Blue Brain researchers say they believe the simulation will provide fundamental insights that can be applied by scientists who are trying to simulate brain functions.
Maybe We Should Leave That Up to the Computer.
Do you think your high-paid managers really know best? A Dutch sociology professor has doubts.
The professor, Chris Snijders of the Eindhoven University of Technology, has been studying the routine decisions that managers make, and is convinced that computer models, by and large, can do a better job of it. He even issued a challenge late last year to any company willing to pit its humans against his algorithms.
“As long as you have some history and some quantifiable data from past experiences,” Mr. Snijders claims, a simple formula will soon outperform a professional’s decision-making skills. “It’s not just pie in the sky,” he said. “I have the data to support this.”
Some of Mr. Snijders’s experiments from the last two years have looked at the results that purchasing managers at more than 300 organizations got when they placed orders for computer equipment and software. Computer models given the same tasks achieved better results in categories like timeliness of delivery, adherence to the budget and accuracy of specifications.
No company has directly taken Mr. Snijders up on his challenge. But a Dutch insurer, Interpolis, whose legal aid department has been expanding rapidly in recent years, called in Mr. Snijders to evaluate a computer model it had designed to automate the routing of new cases — a job previously handled manually by the department’s in-house legal staff.

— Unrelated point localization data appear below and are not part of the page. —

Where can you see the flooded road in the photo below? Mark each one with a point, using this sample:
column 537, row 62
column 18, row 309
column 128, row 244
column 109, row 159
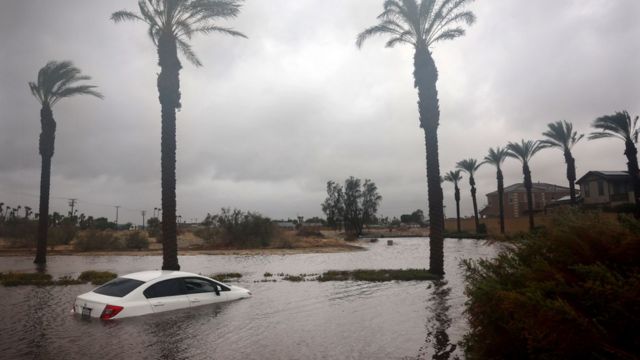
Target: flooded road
column 283, row 320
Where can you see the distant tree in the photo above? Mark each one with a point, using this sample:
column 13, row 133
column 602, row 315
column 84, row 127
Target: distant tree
column 496, row 157
column 172, row 23
column 56, row 81
column 421, row 25
column 470, row 166
column 333, row 205
column 455, row 177
column 560, row 135
column 357, row 202
column 524, row 151
column 621, row 126
column 416, row 217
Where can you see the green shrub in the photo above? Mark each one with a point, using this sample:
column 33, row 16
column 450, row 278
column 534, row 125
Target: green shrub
column 15, row 279
column 137, row 240
column 96, row 277
column 97, row 240
column 226, row 276
column 571, row 291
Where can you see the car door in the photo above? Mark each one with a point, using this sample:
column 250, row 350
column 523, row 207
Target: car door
column 202, row 291
column 167, row 295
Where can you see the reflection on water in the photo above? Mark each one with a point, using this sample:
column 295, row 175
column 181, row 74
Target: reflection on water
column 283, row 320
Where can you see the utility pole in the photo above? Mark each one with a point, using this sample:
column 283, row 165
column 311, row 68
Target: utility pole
column 72, row 204
column 117, row 208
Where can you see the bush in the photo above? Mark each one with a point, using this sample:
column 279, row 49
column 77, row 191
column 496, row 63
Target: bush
column 97, row 277
column 97, row 240
column 567, row 292
column 137, row 240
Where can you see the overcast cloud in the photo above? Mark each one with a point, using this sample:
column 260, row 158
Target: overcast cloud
column 269, row 120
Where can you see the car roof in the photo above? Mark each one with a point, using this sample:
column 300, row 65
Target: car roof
column 157, row 274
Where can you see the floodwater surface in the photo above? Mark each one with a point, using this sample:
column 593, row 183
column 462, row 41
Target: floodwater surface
column 283, row 320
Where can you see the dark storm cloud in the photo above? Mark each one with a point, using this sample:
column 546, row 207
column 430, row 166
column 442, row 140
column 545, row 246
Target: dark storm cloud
column 269, row 119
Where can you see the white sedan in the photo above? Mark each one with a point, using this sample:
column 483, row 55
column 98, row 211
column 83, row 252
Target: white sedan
column 149, row 292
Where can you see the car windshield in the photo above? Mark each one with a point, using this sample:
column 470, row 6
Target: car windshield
column 118, row 287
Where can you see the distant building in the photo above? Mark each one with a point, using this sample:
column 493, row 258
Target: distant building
column 515, row 199
column 606, row 188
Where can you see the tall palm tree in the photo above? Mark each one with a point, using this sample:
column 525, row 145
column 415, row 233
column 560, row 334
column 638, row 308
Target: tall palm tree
column 57, row 80
column 171, row 24
column 455, row 177
column 524, row 151
column 620, row 125
column 470, row 166
column 496, row 157
column 421, row 25
column 562, row 136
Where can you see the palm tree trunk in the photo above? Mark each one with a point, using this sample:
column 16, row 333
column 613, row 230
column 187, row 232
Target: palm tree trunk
column 631, row 153
column 46, row 148
column 500, row 179
column 472, row 182
column 425, row 76
column 169, row 96
column 457, row 197
column 571, row 175
column 528, row 185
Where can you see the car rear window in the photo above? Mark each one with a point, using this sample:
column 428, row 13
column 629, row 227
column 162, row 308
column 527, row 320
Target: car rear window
column 118, row 287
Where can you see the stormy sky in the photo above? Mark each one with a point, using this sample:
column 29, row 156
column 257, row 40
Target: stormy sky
column 268, row 120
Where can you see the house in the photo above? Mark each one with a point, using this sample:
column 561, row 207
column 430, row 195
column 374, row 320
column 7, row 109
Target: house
column 515, row 199
column 606, row 188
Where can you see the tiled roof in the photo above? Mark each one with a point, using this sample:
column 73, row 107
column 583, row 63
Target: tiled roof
column 607, row 175
column 537, row 187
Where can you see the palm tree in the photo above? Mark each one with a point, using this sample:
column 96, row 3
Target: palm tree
column 496, row 157
column 455, row 177
column 56, row 81
column 621, row 126
column 562, row 136
column 470, row 166
column 171, row 24
column 524, row 151
column 421, row 25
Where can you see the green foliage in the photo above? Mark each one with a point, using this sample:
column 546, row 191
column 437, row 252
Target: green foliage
column 97, row 277
column 95, row 240
column 15, row 279
column 351, row 206
column 154, row 228
column 571, row 291
column 226, row 276
column 237, row 229
column 137, row 240
column 378, row 275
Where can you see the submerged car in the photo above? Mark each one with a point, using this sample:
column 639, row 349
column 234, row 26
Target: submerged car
column 149, row 292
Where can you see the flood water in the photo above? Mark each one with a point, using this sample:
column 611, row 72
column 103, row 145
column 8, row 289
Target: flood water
column 283, row 320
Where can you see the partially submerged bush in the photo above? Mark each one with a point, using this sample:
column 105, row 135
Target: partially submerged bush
column 15, row 279
column 570, row 291
column 137, row 240
column 97, row 277
column 226, row 276
column 378, row 275
column 97, row 240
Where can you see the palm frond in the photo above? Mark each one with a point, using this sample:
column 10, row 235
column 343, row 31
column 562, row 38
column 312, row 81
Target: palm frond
column 619, row 125
column 524, row 150
column 470, row 166
column 496, row 156
column 55, row 80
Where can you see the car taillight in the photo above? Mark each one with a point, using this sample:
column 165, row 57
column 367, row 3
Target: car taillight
column 110, row 311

The manager in charge of the project, Ludo Smulders, said the model was much faster and more accurate than the old system. “We’re very satisfied about the results it’s given our organization,” he said. “That doesn’t mean there are no daily problems, but the problems are much smaller than when the humans did it by hand. And it lets them concentrate more on giving legal advice, which is what their job is.”
Mr. Snijders’s work builds on something researchers have known for decades: that mathematical models generally make more accurate predictions than humans do. Studies have shown that models can better predict, for example, the success or failure of a business start-up, the likelihood of recidivism and parole violation, and future performance in graduate school.
They also trump humans at making various medical diagnoses, picking the winning dogs at the racetrack and competing in online auctions. Computer-based decision-making has also grown increasingly popular in credit scoring, the insurance industry and some corners of Wall Street.
The main reason for computers’ edge is their consistency — or rather humans’ inconsistency — in applying their knowledge.
The summary: computers will eventually be better at everything, they'll take over all our jobs, completely automise our economy and we will be living in robot nation.